Antigamente, as referências dos cartórios para determinar as divisas dos terrenos, de maneira geral, eram muito precárias; é muito comum ainda nos depararmos com registros de terrenos que possuem em seu memorial descritivo termos como: “Partindo do pé de jatobá existente no topo do morro…”, “Partindo do ‘valo’ existente junto à estrada que vai para…”, e aí por diante.
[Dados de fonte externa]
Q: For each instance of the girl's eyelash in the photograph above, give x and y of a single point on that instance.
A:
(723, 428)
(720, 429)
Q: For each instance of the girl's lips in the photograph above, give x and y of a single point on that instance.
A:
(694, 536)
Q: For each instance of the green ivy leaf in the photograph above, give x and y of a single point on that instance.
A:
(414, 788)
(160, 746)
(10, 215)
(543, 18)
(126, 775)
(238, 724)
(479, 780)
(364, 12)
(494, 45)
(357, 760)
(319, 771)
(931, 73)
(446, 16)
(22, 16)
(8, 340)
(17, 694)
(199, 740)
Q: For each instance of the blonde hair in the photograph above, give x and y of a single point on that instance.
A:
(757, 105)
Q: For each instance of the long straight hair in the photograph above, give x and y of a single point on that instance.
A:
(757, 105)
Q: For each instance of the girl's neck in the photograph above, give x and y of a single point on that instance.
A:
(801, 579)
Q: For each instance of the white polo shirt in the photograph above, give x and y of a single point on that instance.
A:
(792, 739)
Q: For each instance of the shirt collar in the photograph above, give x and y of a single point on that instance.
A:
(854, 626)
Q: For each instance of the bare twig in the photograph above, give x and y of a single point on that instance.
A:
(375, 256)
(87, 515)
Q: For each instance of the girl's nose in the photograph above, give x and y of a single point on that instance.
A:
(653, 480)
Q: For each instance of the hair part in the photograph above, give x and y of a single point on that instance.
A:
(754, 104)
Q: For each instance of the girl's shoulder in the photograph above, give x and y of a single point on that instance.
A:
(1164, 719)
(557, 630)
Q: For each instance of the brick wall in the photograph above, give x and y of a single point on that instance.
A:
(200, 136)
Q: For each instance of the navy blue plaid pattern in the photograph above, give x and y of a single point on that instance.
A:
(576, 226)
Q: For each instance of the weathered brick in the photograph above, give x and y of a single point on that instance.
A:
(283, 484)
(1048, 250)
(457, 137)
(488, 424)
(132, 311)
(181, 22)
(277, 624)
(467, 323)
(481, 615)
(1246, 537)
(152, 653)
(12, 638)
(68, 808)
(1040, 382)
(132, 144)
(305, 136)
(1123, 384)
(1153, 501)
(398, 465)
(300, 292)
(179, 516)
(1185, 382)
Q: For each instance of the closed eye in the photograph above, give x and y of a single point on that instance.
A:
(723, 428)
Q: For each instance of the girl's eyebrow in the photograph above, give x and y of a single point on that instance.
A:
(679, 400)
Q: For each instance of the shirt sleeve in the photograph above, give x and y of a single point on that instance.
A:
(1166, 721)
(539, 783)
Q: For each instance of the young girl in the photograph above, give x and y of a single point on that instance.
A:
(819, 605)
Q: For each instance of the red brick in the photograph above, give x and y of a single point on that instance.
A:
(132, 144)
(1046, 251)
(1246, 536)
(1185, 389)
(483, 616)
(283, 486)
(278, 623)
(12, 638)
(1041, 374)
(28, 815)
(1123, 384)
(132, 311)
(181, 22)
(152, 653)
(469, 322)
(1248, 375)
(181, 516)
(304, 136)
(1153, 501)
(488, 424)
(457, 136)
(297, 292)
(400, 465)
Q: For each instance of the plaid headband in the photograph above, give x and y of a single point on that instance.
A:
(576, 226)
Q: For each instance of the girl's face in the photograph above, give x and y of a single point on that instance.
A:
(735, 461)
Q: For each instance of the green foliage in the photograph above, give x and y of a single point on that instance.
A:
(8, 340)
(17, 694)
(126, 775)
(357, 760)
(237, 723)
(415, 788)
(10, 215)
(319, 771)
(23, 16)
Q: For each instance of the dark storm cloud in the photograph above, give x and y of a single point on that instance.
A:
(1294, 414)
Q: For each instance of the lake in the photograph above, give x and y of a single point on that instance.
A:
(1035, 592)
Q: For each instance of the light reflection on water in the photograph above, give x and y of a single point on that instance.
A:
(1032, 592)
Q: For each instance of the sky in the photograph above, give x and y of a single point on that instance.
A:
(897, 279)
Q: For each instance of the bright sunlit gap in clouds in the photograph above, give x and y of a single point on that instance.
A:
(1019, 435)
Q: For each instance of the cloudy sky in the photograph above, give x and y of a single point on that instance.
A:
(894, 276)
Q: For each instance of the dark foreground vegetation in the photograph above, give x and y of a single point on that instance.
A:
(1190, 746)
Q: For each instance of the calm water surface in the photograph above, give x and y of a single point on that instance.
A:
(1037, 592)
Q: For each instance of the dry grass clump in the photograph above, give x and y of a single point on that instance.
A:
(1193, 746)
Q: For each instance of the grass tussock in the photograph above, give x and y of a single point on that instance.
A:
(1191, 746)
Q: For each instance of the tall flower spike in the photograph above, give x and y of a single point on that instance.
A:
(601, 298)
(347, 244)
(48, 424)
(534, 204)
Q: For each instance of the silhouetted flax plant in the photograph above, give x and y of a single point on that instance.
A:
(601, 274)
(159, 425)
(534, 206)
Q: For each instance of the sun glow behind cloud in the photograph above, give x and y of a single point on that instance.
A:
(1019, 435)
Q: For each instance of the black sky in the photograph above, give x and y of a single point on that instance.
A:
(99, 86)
No caso em questão o registro do terreno objeto da lide, datado de 28 de abril de 1972, foi transcrito da seguinte forma “… acordam entre si que os marcos divisórios, sejam retificados pela maneira seguinte: em o moerão que faz canto com a Rua Esmeralda, do loteamento da Construtora Oceano e a estrada nova para a sede da Industrial Entre Rios, em continuação da referida Rua, em reta margeando a rampa e o aterro, até sua parte final, na extensão de 340,00 metros aproximadamente, onde faz divisa com terrenos pertencentes a industrial Entre Rios; deste ponto em ângulo reto, por cerca de arame na extensão de 96,00 metros...”, (esta era a cerca da discórdia), ocorre que, em 2011 a Rua esmeralda já havia passado por melhoramentos e alargamentos e a estrada nova para a sede da industrial Entre Rios também, sendo esta última passado inclusive a se chamar Rua Califórnia.
Inicialmente, tomamos o cuidado de efetuar o levantamento topográfico das áreas litigantes, porém, a divisa entre elas ainda era passível de estudos dos documentos apresentados, pesquisas e investigação.
Funcionário aposentado do antigo DER (Departamento Estadual de Estradas de Rodagem), meu pai lembrou-se dos levantamentos aerofotogramétricos executados pelo órgão na época em que lá trabalhava na diretoria de projetos do mesmo e que serviam para os projetistas analisarem os melhores traçados para as nossas estradas. Acrescentou ainda que a CEMIG também realizava este trabalho.
Importante salientar que Ortofoto ou Ortofotografia (do grego orthós: correto, exato) é uma representação fotográfica de uma região da superfície terrestre, na qual todos os elementos apresentam a mesma escala, livre de erros e deformações, com a mesma validade de um plano cartográfico.
Antigamente esses órgãos estaduais (DER e CEMIG) contratavam companhias aéreas para realização de levantamento aerofotográfico de determinadas regiões.
E não é que entre as ortofotos adquiridas do DER/MG obtidas de voos executados entre os anos de 1966 e 1968, conseguimos encontrar o entroncamento da Rua Esmeralda com a estrada nova para a sede da Industrial Entre Rios, que, quando da implantação do loteamento da Construtora Oceano havia sofrido alteração. Esta ortofoto somada ao levantamento topográfico realizado por nossa equipe na data da vistoria tornou possível encontrar as coordenadas do exato ponto de partida relatado no memorial descritivo da escritura do terreno. E daí, puxar os 340 metros em linha reta que determinariam o ponto exato onde iniciava a cerca de divisa das duas propriedades, sugestionando aos arbitradores e, consequentemente, ao Magistrado, a solução para este conflito que já perdurava por anos.
Desse modo, conclui-se que a utilização de ortofotos de regiões que sofreram alterações com o passar dos anos faz com que cenários já extintos sejam remontados, corroborando assim com o trabalho pericial na solução de conflitos.
REFERÊNCIAS BIBLIOGRÁFICAS
– ABNT. ASSOCIAÇÃO BRASILEIRA DE NORMAS TÉCNICAS. NBR 13.752 – Perícias de Engenharia da Construção Civil. Rio de Janeiro, 1996.